[Freeipa-devel] Paging in Web UI

John Dennis jdennis at redhat.com
Wed Aug 29 13:34:50 UTC 2012


On 08/28/2012 02:31 PM, Endi Sukma Dewata wrote:
> The server can keep the search result (either just the pkey list or the
> entire entries) in memcached, but the result might be large and there
> might be multiple users accessing multiple search pages, so the total
> memory requirement could be large.

The default max size of an entry in memcached is 1MB. It can be 
increased to an upper limit of 128MB (but the memcached implementors do 
not recommend this due to degraded performance and the impact on the 
system).

The session data is stored in a dict. You would be sharing the session 
data with other parts of the system. Currently that only includes the 
authentication data which is relatively small. I believe there is also 
some minor bookkeeping overhead that detracts from the per item total.
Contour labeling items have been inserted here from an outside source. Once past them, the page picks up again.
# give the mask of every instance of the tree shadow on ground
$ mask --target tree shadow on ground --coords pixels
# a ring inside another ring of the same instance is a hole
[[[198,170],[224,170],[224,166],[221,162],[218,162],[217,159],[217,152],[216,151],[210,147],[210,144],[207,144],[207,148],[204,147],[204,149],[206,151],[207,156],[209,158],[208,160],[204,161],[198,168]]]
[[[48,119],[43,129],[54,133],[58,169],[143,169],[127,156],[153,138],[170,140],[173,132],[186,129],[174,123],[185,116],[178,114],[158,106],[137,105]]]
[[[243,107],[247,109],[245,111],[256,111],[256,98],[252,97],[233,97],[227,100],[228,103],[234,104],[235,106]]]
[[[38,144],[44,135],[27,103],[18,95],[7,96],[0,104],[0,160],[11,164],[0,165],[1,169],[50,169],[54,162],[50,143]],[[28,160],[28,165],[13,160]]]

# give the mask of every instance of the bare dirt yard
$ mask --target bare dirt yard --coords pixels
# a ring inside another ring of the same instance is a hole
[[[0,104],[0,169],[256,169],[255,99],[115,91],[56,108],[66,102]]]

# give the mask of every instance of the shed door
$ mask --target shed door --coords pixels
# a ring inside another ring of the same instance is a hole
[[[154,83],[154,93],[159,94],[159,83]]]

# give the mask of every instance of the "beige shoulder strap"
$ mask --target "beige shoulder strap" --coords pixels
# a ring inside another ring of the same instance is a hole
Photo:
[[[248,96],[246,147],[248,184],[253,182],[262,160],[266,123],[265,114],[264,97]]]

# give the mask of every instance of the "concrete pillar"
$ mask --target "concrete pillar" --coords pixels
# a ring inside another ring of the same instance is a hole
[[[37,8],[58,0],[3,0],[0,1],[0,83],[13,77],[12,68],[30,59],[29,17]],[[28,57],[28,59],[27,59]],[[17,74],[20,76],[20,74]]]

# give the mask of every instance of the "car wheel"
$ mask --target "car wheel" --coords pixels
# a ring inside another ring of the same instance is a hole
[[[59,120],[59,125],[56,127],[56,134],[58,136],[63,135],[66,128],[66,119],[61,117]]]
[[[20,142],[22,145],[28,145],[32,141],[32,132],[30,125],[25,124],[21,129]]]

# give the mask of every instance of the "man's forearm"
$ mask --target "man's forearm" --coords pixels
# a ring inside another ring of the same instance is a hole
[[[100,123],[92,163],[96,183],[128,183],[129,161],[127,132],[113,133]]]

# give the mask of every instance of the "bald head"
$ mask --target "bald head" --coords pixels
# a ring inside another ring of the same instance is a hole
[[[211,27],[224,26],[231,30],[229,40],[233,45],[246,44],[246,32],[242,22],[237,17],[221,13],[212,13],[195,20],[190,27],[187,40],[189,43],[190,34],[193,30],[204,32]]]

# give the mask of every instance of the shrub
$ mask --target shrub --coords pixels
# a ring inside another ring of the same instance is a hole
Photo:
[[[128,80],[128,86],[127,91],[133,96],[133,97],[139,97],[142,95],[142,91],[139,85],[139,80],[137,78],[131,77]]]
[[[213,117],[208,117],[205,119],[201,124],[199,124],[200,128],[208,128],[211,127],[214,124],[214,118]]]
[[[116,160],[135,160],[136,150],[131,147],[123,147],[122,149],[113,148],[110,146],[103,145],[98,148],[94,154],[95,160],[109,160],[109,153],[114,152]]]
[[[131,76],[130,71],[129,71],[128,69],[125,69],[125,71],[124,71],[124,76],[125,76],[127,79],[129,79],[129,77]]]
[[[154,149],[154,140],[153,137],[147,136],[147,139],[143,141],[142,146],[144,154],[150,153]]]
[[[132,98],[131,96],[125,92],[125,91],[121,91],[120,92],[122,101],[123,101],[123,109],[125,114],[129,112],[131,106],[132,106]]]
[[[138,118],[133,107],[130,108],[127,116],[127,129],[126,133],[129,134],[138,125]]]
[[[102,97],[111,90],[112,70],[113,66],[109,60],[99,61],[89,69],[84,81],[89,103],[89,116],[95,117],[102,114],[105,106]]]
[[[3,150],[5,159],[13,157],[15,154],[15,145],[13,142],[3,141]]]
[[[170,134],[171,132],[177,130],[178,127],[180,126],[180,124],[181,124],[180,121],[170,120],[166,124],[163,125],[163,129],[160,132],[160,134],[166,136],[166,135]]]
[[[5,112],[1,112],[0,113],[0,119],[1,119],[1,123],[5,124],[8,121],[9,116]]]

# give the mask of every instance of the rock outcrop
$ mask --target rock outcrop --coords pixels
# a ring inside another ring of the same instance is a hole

If we need to exceed the upper bound for paged data I suppose we could 
implement caching within the cache. Almost 1MB of data is a lot of 
paging (and that limit can be increased), it would take a fair amount of 
paging to consume all that data. But the cached query could be broken up 
into "cached chunks" to limit the impact on memcached and to accommodate 
truly unlimited paging. In most instance you would fetch the next/prev 
page from the cache but if you walked off either end of the cached query 
you could query again and cache that result. In fact two levels of 
caching might be an actual implementation requirement to handle all cases.


> We can also use Simple Paged Results, but if I understood correctly it
> requires the httpd to maintain an open connection to the LDAP server for
> each user and for each page. I'm not sure memcached can be used to move
> the connection object among forked httpd processes. Also Simple Paged
> Results can only go forward, so no Prev button unless somebody keeps the
> results.

No, the connection object cannot be moved between processes via 
memcached because sockets are a property of the process that created it.